La verdad sea dicha: cada vez entiendo menos a la gente. Ahí está mi primo Severiano: ocho años largos hacía que no nos veíamos -nada menos que ocho años-; llego a su casa, y aquella única noche que, al cabo de tantísimo tiempo, íbamos a pasar juntos, la emplea el muy majadero -¿en qué?- ¡pues en contarme la historia del manuscrito!, una historia sin pies ni cabeza que hubiera debido hacerme dormir y roncar, pero que terminó por desvelarme. Y es que estos pueblerinos atiborran de estopa el vacío de su existencia rutinaria, convirtiendo en acontecimiento cualquier nimiedad, sin el menor-sentido de las proporciones. La visita de su primo, con quien él se había criado, y en cuya vida y milagros tanta cosa de interés hubiera podido hallar, no era nada a sus ojos, parece, en comparación de la bobada increíble que había tenido preocupado al pueblo entero, y a Severiano en primer término, durante meses y años. Me convencí entonces de que ya no restaba nada de común entre nosotros: mi primo se había quedado empantanado ahí, resignado y, conforme. ¡Quién lo hubiera dicho veinte años atrás, o veinticinco, cuando Severiano era todavía Severiano, cuando aún no estaba atrapado tan sin remedio en la ratonera de aquel almacén de herramientas agrícolas donde ha de consumir sus días -aurea mediocritas!-, envejeciendo junto a sus dos hermanas (hebras de plata: la plata de la vejez y el oro de la mediocridad), cuando soñaba con largos, fastuosos viajes, negocios colosales!… Sí, negocios sí que los ha hecho entretanto, aunque no colosales ni mucho menos; pero ¡lo que es viajes!… No, no ha tenido que molestarse en viajar: los negocios vinieron siempre a buscarlo ahí, a su ratonera, al almacén, sin que él necesitara mover un dedo. En cambio, los viajes se han quedado para mí. ¡Menuda diversión: viajante!
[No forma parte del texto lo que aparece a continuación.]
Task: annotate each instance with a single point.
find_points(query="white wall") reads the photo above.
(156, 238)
– Parece mentira, hombre -me había dicho aquella noche-, tú que tanto viajas, parece mentira que en ocho años no se te haya ocurrido venir a pasar unos días con nosotros. Y para colmo, llegas hoy, y te quieres ir mañana.

¡Que yo viajo mucho: vaya una razón!

– Pues precisamente por eso -le contesté- eres tú quien debiera haberse movilizado… Haber ido a verme en Madrid, o en Barcelona… Te hubieras limpiado el moho de este pueblo aburrido, y me hubieras proporcionado con ello el gustazo de enseñarte…

– No creas -me interrumpió él-, no creas que no lo he pensado a veces. Pensaba: "Le escribo al primo Roque una carta, o le pongo un telegrama diciendo: "¡Allá voy!", o hasta me presento sin previo aviso…" Más de una vez lo he pensado; pero ¿cómo? Date cuenta, Roquete -él siempre me ha obsequiado con este diminutivo, o más bien ridículo mote, que, desde niño, tanto me encocoraba-, date cuenta: yo no puedo dejar abandonado el negocio -hizo una pausa importante-. Mis hermanas, -qué te voy a decir?, ya las conoces. Agueda… -y ¡qué vieja, pensé yo al oírsela mentar, qué avejentada está Agueda, con su color amarillo verdibilioso hasta en el blanco de los ojos!; esos ojos suyos, tan brillantes, brillando como lamparillas; y la cabeza… ¿por qué demonios se aceitará la cabeza, con tantas canas como tiene?, ¡canas grasientas!-; Agueda -prosiguió-, con sus eternas dolamas y sus rabieteos domésticos, que algunos días ni ella misma se soporta. Y en cuanto a Juanita -otro diminutivo grotesco: ¡Juanita!, ¡vaya por Dios!-, ésa, siempre con sus novelones y sus novenas; pues, ¡hombre, ya lo has visto!, los años le han dado por hacerse beata.

Tantos, tantos, la verdad es que no los tiene -reflexioné-: "Juanita era tan sólo un año y siete meses mayor que yo. Claro está que para las mujeres la medida del tiempo es otra; les cuenta más… Pero, con todo…" Bueno; Severiano continuaba explicándome cómo tampoco podía dejar el negocio en manos de los empleados. Eran de confianza, por supuesto; y para la cosa diaria se desempeñaban bien. Pero luego hay los cien mil imprevistos, encargos especiales, cuentas, las consultas, los viajantes que llegan (sí, los viajantes como yo, como el primo Roque; esos tipos odiosos e impertinentes que le traen a uno los negocios a su casa). Y seguía enumerando inconvenientes, dificultades, impedimentos.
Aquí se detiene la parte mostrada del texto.